Двенадцать лет искал художник среди казаков "голову" Разина, да так и выставил картину, по собственному признанию, - "без того Стеньки". И только в 1910-м, когда картина была уже продана, Провидение вновь, на мгновение, коснулось Сурикова своим крылом - вывело его на подлинный персонаж. Этот замечательный этюд, сделанный тушью, висел на недавней юбилейной выставке в Третьяковке. Вроде бы тот же Разин, что и на картине. И... Совсем другой. А всего-то несколько гениальных штрихов: глаза выпуклее, веки тяжелее, рот грубее, напряженнее мускулы щек...
Отчего же гаснет звучный и мощный голос живописца - голос, который в первой своей, трагической, трилогии потряс всю Россию? Думается, это началось после смерти жены. При ее жизни и по мере ее угасания художник поднимал значение женщины и женского мира в каждой своей работе. В "Стрельцах" женщина Сурикова еще второстепенна. В "Меншикове" - вырастает до уровня главного героя. А нестерпимое сияние лика Морозовой пронизывает уже всю картину и всякого, кто видит ее.
Лишившись постоянного присутствия родной женской души, художник пишет только героические картины. Он входит в мужскую стихию, играет удальством живущего в нем казака. Но... Эта "мужская игра" не орошается влажной женской стихией - и свечи Сурикова стали гаснуть. Лишь перед самой смертью он как бы опомнился. В последней своей картине "Посещение царевной женского монастыря" нет ни одного мужского лица!
Поздно...

Эпилог


"Среднего роста, широкоплечий, с густой шапкой русых, с проседью, в скобку подстриженных волос" - таким увидел Василия Ивановича Сурикова в январе 1913 года известный поэт, художник и критик Максимилиан Волошин. "Скован он был крепко - по-северному, по-казацки. Лицо само разлагалось на широкие, четкие, хорошо определенные планы. Морщины глубокие, резкие, но не слишком заметные на плотной, свежей, сибирскими морозами дубленой коже..."

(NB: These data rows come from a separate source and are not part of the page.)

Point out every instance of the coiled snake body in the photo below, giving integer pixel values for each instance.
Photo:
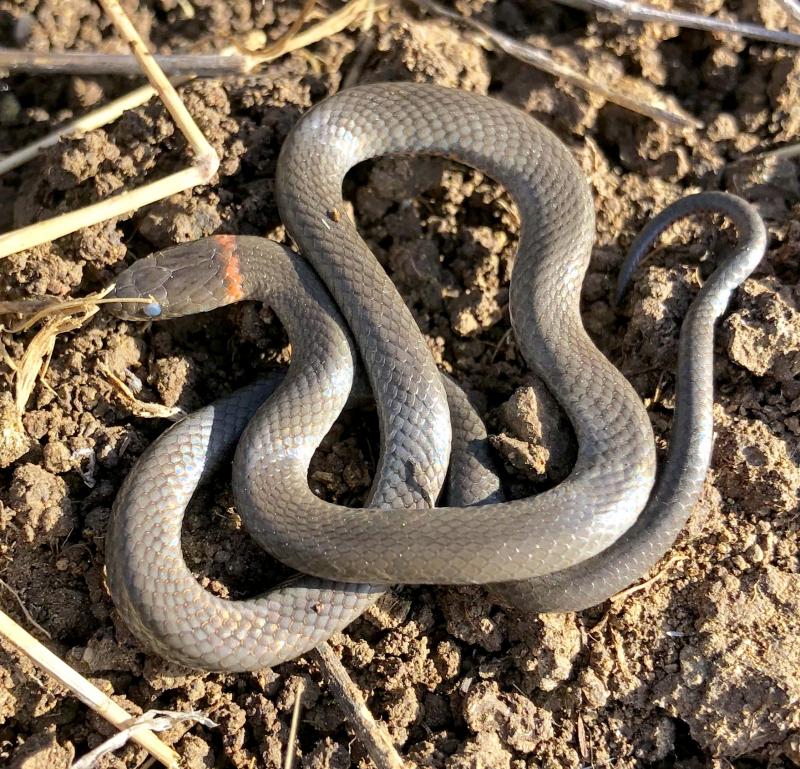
(565, 549)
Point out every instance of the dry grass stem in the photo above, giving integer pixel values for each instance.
(152, 720)
(545, 61)
(135, 406)
(85, 691)
(206, 160)
(291, 742)
(629, 9)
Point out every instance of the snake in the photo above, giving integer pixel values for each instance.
(564, 549)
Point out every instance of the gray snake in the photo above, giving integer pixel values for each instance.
(569, 547)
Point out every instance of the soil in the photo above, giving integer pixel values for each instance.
(699, 667)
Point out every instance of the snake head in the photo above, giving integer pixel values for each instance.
(182, 280)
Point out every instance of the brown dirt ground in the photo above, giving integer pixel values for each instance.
(698, 669)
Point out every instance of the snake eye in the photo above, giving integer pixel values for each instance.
(152, 310)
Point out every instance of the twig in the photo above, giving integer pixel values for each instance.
(634, 11)
(24, 609)
(211, 65)
(291, 743)
(85, 691)
(81, 63)
(152, 720)
(544, 61)
(206, 160)
(372, 735)
(278, 47)
(206, 157)
(787, 152)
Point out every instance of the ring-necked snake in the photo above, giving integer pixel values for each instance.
(564, 549)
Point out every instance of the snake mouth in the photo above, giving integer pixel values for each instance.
(142, 292)
(178, 281)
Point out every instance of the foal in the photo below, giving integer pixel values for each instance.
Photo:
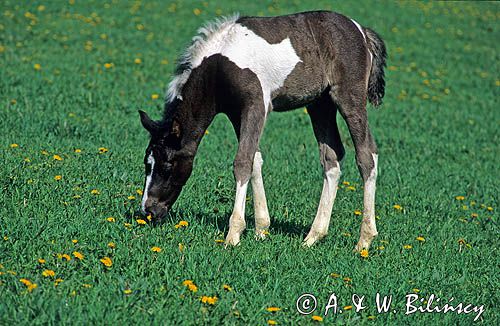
(247, 67)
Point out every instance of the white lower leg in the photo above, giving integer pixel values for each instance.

К героям своих картин Суриков относился совершенно как к живым. Про страшного своего Петра из "Стрельцов" нежно говорил: "Люблю Петруху!" В другой раз просто огорошивал: "А Иоанна-то Грозного я раз видел - настоящего, в Москве, на Зубовском бульваре". Про старых мастеров, вещи которых повидал в поездках по Италии и Испании, рассказывал с упоением: "Видели черно-малиновые мантии у Тинторетто? Кисть у него так и свистит!"
Да и сам Суриков как художник ни на кого в мире не был похож. Замечательно сказал о нем тот же Волошин: "Шел он своей "волчьей" тропой и охотился в одиночку".
6 марта 1916 года кончилась эта большая суриковская "охота".
У гроба художника горели семь свечей.